Arrábida “serra-mãe” há 80 anos (2)
A Arrábida representou para Sebastião
da Gama o espaço de eleição e de descoberta, o tempo do encontro consigo e com
o mundo, a motivação para a sentir poético. Data de 6 de Novembro de 1943 uma
carta em que ele confidenciava a Joana Luísa: “No desenrolar da minha Poesia,
cheguei à conclusão de que a missão do Poeta é, não só explicar aos outros a
Grandeza da Criação Divina, mas tentar o aperfeiçoamento do Homem.” Os amigos
que o acompanharam não esqueceram nunca essa busca que animava o jovem
azeitonense — em 24 de Fevereiro de 1962, num texto sobre o amigo, Maria de
Lourdes Belchior escrevia no “Diário de Lisboa” que “a sua vida recôndita, a
que trazia nas entranhas da alma, enriqueceu-se e configurou-se nos contactos
com a Serra-Mãe, nos longos silêncios de vagabundagem pelos caminhos da
Arrábida” e, trinta anos depois, em “Evocação de Sebastião da Gama” (1993),
David Mourão-Ferreira testemunhava que “na memória de alguns de nós, ei-lo
ainda (...) aguardando-nos, à chegada da trôpega camioneta que nos tinha levado
até Vila Nogueira de Azeitão, para logo a seguir nos arrastar a pé, serra
acima, serra abaixo, por veredas de que só ele detinha o segredo, a fim de
melhor nos fazer ver ou rever todos os recantos, todos os encantos da sua
Arrábida.”
Esta ligação do poeta azeitonense à
Serra, de que os amigos foram dando testemunho, exprimiu-a ele em muitas e
variadas ocasiões.
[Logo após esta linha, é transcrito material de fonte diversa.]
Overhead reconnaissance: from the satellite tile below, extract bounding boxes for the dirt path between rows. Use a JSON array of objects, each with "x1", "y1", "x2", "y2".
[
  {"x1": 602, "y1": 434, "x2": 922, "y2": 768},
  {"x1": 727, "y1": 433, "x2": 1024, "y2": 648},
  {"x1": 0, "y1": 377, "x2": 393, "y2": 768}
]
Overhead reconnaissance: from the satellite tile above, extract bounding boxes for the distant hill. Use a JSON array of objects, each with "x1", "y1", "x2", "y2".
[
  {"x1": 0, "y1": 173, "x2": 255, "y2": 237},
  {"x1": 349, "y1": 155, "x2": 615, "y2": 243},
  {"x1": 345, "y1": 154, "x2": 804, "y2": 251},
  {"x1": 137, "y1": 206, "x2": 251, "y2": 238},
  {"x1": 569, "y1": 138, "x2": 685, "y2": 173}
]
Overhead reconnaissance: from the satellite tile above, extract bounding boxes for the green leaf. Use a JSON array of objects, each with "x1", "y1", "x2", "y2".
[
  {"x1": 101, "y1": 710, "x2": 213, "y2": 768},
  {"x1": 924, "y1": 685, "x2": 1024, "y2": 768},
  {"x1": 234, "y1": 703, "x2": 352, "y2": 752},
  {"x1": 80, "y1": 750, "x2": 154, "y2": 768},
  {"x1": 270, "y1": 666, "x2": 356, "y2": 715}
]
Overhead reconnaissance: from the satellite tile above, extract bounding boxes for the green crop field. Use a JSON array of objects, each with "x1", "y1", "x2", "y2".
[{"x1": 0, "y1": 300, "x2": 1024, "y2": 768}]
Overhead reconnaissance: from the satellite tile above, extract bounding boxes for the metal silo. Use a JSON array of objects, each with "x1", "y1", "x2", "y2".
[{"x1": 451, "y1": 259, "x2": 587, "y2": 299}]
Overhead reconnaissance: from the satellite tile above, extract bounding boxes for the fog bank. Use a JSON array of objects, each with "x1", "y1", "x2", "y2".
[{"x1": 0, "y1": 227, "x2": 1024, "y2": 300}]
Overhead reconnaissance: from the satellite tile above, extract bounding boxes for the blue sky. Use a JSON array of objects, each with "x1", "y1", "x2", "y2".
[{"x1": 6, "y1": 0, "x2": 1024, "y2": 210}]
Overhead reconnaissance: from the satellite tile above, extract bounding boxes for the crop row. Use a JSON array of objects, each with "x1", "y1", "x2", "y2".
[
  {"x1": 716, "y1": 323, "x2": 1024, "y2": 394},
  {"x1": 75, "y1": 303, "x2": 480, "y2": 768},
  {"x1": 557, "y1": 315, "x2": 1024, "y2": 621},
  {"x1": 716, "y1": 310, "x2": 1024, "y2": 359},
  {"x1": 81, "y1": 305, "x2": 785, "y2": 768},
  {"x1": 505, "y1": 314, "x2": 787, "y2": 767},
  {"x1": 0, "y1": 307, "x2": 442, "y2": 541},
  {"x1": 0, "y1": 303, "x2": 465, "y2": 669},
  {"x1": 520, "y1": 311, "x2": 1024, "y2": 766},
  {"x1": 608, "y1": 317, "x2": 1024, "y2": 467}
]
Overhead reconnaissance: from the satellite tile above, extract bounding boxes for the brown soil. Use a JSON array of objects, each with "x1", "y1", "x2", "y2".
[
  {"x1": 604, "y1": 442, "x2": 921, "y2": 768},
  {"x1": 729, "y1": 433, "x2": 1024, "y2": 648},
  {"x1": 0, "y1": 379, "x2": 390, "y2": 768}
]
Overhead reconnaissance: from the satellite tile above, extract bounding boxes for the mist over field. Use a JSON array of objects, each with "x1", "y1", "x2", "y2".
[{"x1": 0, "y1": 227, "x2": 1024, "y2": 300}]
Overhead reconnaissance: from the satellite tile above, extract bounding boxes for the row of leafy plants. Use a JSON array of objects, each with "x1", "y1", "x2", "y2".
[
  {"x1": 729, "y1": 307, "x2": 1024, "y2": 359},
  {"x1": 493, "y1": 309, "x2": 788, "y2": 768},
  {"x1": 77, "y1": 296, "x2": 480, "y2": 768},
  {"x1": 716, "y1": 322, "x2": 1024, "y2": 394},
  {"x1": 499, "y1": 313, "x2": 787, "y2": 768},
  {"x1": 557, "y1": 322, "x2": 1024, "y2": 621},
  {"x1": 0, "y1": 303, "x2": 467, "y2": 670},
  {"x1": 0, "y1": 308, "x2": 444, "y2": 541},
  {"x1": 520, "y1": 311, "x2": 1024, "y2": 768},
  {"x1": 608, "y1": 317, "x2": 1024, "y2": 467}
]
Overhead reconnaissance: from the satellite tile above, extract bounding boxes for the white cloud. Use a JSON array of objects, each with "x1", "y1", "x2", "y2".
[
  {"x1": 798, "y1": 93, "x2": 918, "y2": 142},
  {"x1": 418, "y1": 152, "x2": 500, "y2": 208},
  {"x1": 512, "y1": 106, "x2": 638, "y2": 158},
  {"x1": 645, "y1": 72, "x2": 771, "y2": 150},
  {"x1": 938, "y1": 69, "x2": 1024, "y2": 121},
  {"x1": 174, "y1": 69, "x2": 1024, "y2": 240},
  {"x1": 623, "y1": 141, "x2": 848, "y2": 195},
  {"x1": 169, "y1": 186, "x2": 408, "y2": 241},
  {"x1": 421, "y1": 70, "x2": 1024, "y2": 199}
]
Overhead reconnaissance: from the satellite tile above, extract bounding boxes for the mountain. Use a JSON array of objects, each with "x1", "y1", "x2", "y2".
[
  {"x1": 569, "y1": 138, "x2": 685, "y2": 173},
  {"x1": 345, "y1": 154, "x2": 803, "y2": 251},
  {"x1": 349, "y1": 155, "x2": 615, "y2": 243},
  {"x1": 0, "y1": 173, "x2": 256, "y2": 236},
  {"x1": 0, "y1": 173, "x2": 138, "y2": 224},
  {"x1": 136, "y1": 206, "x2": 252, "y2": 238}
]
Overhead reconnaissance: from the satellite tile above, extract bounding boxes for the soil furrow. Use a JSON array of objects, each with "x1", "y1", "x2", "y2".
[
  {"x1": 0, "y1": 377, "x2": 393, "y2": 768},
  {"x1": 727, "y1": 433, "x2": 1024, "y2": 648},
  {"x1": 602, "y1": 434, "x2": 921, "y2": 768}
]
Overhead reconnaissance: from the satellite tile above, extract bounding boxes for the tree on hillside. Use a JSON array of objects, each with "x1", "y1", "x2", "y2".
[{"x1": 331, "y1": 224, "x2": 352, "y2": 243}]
Em primeiro lugar, com Joana Luísa, a namorada, a quem
dizia, em carta do início de Agosto de 1944: “A Arrábida ocupa, como sabes, um dos bocados deste meu coração enorme e
bem repartido: dizia eu há dias a um amigo, em carta, que ela é para mim como
que uma mulher; que é para mim uma presença humana; e tenho saudades dela, se
longe, como de uma namorada.” No final do mês, em 29, reafirmava-lhe, em jeito
de declaração de amor, em curta frase, plena de emoção: “Tu e a Serra, as
minhas duas noivas.” E, no final desse ano, em Dezembro, relatava-lhe um
passeio dado na praia do Portinho: “Fui quase até ao fim da praia. E a Serra
era uma coisa que não podia dizer-se. Parecia coberta pela cinza, que o Sol
aloirava, de um veludo azul. Projecção de mim, a Serra, naquela hora calma e
feliz!... E com os olhos nela, cantei a ‘vida’, numa toada que inventei. Eu
hoje, se tivesse um piano, tinha composto mais que qualquer Beethoven. Parece
que só a música seria hoje expressão conveniente de mim.”
A
consolidação desta construção poética em torno da Serra aconteceu sobretudo ao
longo do ano de 1945 — foi em Junho que, em nova carta para a namorada
descreveu o ambiente matinal que vivia na Arrábida: “A manhã está como um
verso. Parece que, sempre que vou sair, a minha Serra — a minha Amante, e minha
Mãe, e minha Irmã, e minha Senhora, se veste do mais bonito, arrulha mais com a
boca do Vento e com a boca do Mar, para me deter ou para começarem ainda nela
as minhas saudades.” E, no mês seguinte, em 23 de Julho, nova carta saía do
Portinho, dirigida a Matilde Rosa Araújo (1921-2010), a contar
o diálogo com a Serra: “Espero, no entanto, que este Luar magnífico (que eu te
não conto por compaixão) me faça bem. Dá-me cabo dos nervos estar para aqui
mudo, quando todas as coisas falam pelos cotovelos aqui na Serra.”
O ano de
1945 traria, contudo, uma contrariedade à vida da Arrábida: em Agosto, um
incêndio castigou o Monte Abraão e parte da serra próximo do Convento. O poeta
azeitonense sentiu a dor com muita violência, como se fica a saber pela carta
que, em 26 de Agosto, dirigiu à amiga Maria de Jesus Barroso (1925-2015): “Estou-te
escrevendo, com a alma cortada... Deves ter sabido do incêndio que anda a
chagar a minha Serra — a minha outra Mãe. Cada queimadura ressente-se em mim.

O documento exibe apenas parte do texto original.